Is there a way to choose a different clustering variable ?
非常感谢您的帮助.
推荐答案
您可能对此感兴趣: https://stats.stackexchange.com/Questions/85909/为什么需要固定效果的ols需要唯一的时间元素
You may be interested in this:https://stats.stackexchange.com/questions/85909/why-does-a-fixed-effect-ols-need-unique-time-elements
这是我对内部"模型的解决方案:
Here's my solution for "within" models:
#' Fixed effect cluster regression, estimated efficiently using plm()
#' @param form The model formula.
#' @param data The data.frame.
#' @param index Character vector giving the column name indexing individual units.
#' @param cluster Character vector giving the column name indexing clusters, or "robust" to avoid the bootstrap and just return robust SE.
#' @param param A list of control parameters, with named elements as follows: R is the number of bootstrap replicates.
#' @return Coefficients plus clustered standard errors
feClusterRegress <- function( form, data, index, cluster = "robust", param = list( R = 30 ) ) {
if( "data.table" %in% class(data) ) data <- as.data.frame(data) # Not ideal efficiency-wise since I re-convert it later but necessary until I generalize the code to data.tables (the plm call doesn't work with them, for instance)

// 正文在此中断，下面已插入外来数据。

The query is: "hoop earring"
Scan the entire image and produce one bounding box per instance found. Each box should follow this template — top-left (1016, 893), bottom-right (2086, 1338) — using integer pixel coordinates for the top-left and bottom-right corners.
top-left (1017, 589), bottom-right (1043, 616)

stopifnot( class(form)=="formula" )
mdl <- plm( form, data = data, model = "within", effect="individual", index = index )
if( cluster=="robust" ) {
res <- summary( mdl, robust=TRUE )
} else { # Bootstrap
require(foreach)
require(data.table)
# Prepare data structures for efficient sampling
clusters <- unique( data[[cluster]] )
if( is.null(clusters) ) stop("cluster must describe a column name that exists!")
clusterList <- lapply( clusters, function(x) which( data[[cluster]] == x ) )
names(clusterList) <- clusters
progressBar <- txtProgressBar( 0, param$R )
# Convert to data.table and drop extraneous variables
data <- as.data.table( data[ , c( all.vars(form), index ) ] ) # For faster sub-setting
# Sample repeatedly
coefList <- foreach( i = seq( param$R ) ) %dopar% {
setTxtProgressBar( progressBar, i )
clusterSample <- sample( as.character( clusters ), replace=TRUE )
indexSample <- unlist( clusterList[ clusterSample ], use.names=FALSE )
dataSample <- data[ indexSample, ]
dataSample[ , fakeTime := seq(.N), by = index ] # fakeTime is necessary due to a potential bug in plm. See https://stats.stackexchange.com/questions/85909/why-does-a-fixed-effect-ols-need-unique-time-elements
try( coefficients( plm( form, data = as.data.frame(dataSample), model = "within", effect="individual", index = c( index, "fakeTime") ) ) )
}
failed <- vapply( coefList, function(x) class(x) == "try-error", FUN.VALUE=NA )
if( any(failed) ) {
warning( "Some runs of the regression function failed" )
coefList <- coefList[ !failed ]
}
coefMat <- stack( coefList )
SE <- apply( coefMat, 2, sd )
res <- structure(
list(
cbind( coefficients( mdl ), SE ),
model = mdl
),
class = "feClusterPLM",
R = param$R
)
}
res
}
我怀疑您实际上需要这些变量,因此与其产生虚假的时间,不如生成一个伪"组,而只是在获取每个引导程序样本后立即组成一个新的组标识符.
I suspect you actually need the variables, so instead of generating a fake time generate a "fake" group--just make up a new group identifier right after you grab each bootstrap sample.
这篇关于具有标准误差的个体随机效应模型聚集在R中的不同变量上(R项目)的文章就介绍到这了,希望我们推荐的答案对大家有所帮助,也希望大家多多支持!